Systems biological approaches to measure and understand vaccine immunity in humans

Abstract

Recent studies have demonstrated the utility of using systems approaches to identify molecular signatures that can be used to predict vaccine immunity in humans. Such approaches are now being used extensively in vaccinology, and are beginning to yield novel insights about the molecular networks driving vaccine immunity. In this review, we present a broad review of the methodologies involved in these studies, and discuss the promise and challenges involved in this emerging field of "systems vaccinology."

Keywords: Systems biology; Systems vaccinology; Vaccines.

Figure 1. Overview of the problems and methodologies of systems vaccinology

An immune response involves many players at the levels of organs, tissues, cells, macromolecules to metabolites. The cells are at the scale of 10⁻⁵ meter and metabolites 10⁻¹⁰. High-throughput technologies are employed to collect molecular data, which are used in combination with conventional immunological assays for predicting vaccine immunogenicity and for unraveling mechanisms of vaccination.

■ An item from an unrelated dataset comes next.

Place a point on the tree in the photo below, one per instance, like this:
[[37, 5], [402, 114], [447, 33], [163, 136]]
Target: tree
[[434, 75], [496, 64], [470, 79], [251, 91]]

Figure 2. Antibody correlation analysis of a gene module/pathway

(A) Gene module that was learned from previous data (Li et al., in preparation). Genes are connected by significant coexpression in previous studies. This module links the CAMK4 activity to T cell activation, a possible mechanism for the observed Camk4^−/− phenotype in Nakaya et al [12]. (B) Example computed from flu TIV data [12]. Each column represents a subject. Top: antibody response after a month (max fold change of hemagglutination-inhibition antibody titers or HAI) and bottom: gene expression change after three days (log2 scale). Module activity is taken as the mean value of member genes (last row of bottom). (C) Pearson correlation between module activity and antibody response. (D) The significance of antibody correlation can also be tested via positional statistics, e.g. the implementation in GSEA. All genes are ranked by their Pearson correlation to antibody, and the positions of module member genes are shown as horizontal bars.